The first post-war Travelling Morrice Tour was in August 1945 and covered much the same ground as that of 1924; it was very successful and our Cotswold friends said “ We feel that the war is really over, now that the Morris Men are out again.”
Recent Developments
In Cambridge the weekly Friday evening shows have continued and since 1955 we have toured the surrounding villages on a Spring Day of Dance. Chipping Campden and Winster have joined us on this or similar tours over the years and in addition the Club has arranged three full Ring Meetings and a day to celebrate the Diamond Jubilee of the Morris Ring.
In 1977, at the instigation of Russell Wortley and Cyril Papworth, the club revived the Cambridgeshire Molly dances Since then we have danced the Molly in many villages on Plough Monday (first Monday after twelfth night). In the evening we visit Balsham as guest of The Plough Boys; for the first two or three years we danced the Molly there too, but now we change back to Cotswold morris for the evening.
Travelling Morrice tours have continued each year with the Cotswolds as a frequent venue. A joint show and evening with the Chipping Campden dancers has been a splendid feature of every tour in the central Cotswolds.
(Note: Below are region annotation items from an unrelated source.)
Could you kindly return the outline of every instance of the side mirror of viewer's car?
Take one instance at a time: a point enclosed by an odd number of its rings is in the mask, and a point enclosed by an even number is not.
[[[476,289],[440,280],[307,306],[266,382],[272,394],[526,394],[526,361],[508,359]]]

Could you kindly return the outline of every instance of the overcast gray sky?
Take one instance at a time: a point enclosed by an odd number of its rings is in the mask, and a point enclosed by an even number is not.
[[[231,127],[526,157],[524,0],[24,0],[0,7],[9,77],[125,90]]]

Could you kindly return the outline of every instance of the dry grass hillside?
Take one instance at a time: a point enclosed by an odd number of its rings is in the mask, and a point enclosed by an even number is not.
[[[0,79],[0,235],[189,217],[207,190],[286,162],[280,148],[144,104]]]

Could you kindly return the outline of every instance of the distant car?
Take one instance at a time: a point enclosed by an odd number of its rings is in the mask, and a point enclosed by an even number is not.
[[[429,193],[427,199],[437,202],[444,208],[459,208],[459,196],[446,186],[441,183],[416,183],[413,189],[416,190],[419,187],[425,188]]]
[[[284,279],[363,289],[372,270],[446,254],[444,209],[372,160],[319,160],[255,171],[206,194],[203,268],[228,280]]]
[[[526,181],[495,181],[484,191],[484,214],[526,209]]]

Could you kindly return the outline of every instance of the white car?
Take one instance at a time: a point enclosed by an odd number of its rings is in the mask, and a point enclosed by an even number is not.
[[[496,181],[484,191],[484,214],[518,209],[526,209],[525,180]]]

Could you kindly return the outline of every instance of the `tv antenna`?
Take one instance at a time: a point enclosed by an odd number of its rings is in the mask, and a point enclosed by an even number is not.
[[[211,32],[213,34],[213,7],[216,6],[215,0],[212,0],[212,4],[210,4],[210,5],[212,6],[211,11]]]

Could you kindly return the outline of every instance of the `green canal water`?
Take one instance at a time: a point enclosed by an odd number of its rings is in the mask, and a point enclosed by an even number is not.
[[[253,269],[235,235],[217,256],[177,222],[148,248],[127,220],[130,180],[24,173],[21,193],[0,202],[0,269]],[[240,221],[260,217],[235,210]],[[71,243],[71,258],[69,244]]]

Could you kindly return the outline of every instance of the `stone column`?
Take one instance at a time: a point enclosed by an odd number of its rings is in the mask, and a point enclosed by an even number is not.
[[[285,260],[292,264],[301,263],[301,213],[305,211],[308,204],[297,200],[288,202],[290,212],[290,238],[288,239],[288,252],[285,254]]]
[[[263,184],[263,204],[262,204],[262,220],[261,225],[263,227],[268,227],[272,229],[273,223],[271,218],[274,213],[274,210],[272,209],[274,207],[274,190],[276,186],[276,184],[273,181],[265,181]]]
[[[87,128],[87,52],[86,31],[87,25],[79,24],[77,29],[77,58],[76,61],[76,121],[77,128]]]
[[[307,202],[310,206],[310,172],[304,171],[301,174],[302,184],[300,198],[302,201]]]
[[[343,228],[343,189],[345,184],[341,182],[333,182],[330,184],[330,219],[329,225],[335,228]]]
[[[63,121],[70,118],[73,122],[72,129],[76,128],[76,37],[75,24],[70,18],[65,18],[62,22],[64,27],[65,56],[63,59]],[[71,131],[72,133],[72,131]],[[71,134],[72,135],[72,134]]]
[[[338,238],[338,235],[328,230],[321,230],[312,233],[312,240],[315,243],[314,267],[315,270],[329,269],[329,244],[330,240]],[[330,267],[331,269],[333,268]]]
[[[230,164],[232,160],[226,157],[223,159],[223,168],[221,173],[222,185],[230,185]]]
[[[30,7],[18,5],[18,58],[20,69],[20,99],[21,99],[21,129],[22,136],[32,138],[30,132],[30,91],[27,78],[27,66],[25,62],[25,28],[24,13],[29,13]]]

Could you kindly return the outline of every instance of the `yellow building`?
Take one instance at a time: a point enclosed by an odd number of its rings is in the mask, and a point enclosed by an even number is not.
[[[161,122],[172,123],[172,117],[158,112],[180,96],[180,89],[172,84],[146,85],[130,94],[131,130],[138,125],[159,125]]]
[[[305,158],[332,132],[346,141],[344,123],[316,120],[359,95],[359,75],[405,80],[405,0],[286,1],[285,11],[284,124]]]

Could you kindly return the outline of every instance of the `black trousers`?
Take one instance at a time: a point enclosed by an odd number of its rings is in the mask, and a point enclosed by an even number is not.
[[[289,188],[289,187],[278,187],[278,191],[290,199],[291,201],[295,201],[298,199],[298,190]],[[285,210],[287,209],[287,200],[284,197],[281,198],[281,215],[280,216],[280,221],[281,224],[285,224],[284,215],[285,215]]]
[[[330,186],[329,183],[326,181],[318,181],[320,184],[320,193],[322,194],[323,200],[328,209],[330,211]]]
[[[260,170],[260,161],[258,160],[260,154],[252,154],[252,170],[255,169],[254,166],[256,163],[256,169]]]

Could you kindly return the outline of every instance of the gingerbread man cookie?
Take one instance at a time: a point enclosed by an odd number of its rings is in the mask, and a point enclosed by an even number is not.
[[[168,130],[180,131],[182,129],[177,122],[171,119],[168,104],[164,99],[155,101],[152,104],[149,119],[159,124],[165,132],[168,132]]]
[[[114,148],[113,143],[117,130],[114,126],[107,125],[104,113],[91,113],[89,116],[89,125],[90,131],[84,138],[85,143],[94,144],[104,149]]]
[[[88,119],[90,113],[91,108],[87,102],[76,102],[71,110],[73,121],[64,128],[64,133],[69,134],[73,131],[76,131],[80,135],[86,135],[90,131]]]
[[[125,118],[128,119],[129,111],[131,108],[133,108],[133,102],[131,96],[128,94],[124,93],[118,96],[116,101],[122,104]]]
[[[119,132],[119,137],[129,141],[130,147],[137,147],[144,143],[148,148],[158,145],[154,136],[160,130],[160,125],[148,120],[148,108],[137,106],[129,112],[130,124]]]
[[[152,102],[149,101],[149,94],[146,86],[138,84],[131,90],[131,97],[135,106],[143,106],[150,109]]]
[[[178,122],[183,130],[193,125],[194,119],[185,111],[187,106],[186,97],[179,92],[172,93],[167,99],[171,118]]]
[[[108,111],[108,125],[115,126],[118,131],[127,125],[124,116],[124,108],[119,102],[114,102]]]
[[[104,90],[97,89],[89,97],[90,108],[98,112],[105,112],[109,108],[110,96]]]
Since 1989, mainly at the instigation of Harry Kitchener, there have been five tours to Ireland, two to the Channel Islands and also tours to several European countries.
In 2014 we celebrated the 90th anniversary of the club by arranging a national day of Morris dance in the city centre on behalf of the Joint Morris Organisations. About 800 performers from 60 Morris sides took part. The sun shone in Cambridge while the rest of East Anglia was drenched.